5. Be Mindful of Acronyms in Multilingual Communication
The medical and scientific communities, like many fields, tend to use acronyms when communicating complex and industry-specific information. Be mindful of acronyms in your communications, especially when you plan to translate, and try to spell them out or avoid them when possible. If you must use health or scientific acronyms, discuss them in advance with your translation or interpretation team. A language service company can help guide you through both the general best practices and conventions specific to the language(s) your emergency notifications will be communicated in. It may surprise you to find that some acronyms are actually best left in English.

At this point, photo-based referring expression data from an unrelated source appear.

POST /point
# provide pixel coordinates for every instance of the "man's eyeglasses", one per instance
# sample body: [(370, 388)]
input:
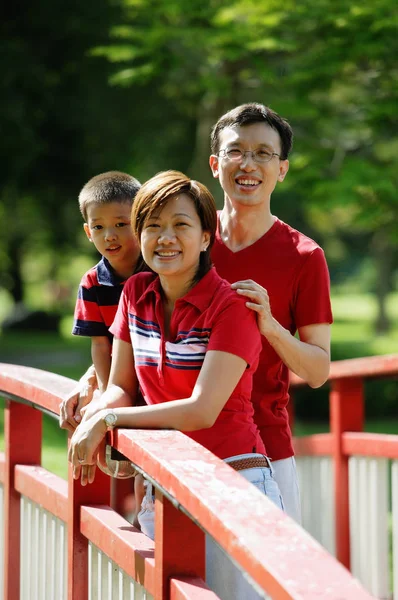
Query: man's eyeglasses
[(237, 155)]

1 Karliner LS, Jacobs EA, Chen AH, Mutha S. Do professional interpreters improve clinical care for patients with limited English proficiency? A systematic review of the literature. Health Serv Res. 2007;42(2):727–754.
2 “Title VI of the Civil Rights Act of 1964; Policy Guidance on the Prohibition Against National Origin Discrimination As It Affects Persons With Limited English Proficiency,” Federal Register, August 20, 2000 accessed June 20, 2019, https://www.federalregister.gov/documents/2000/08/30/00-22140/title-vi-of-the-civil-rights-act-of-1964-policy-guidance-on-the-prohibition-against-national-origin
3 U.S. Census Bureau. American community survey. http://www.census.gov/acs/www. Accessed August 6, 2014.
4 Karliner LS, Jacobs EA, Chen AH, Mutha S. Do professional interpreters improve clinical care for patients with limited English proficiency? A systematic review of the literature. Health Serv Res. 2007;42(2):727–754.
5 Gandhi TK, Burstin HR, Cook EF, et al. Drug complications in outpatients. J Gen Intern Med. 2000;15(3):149–154.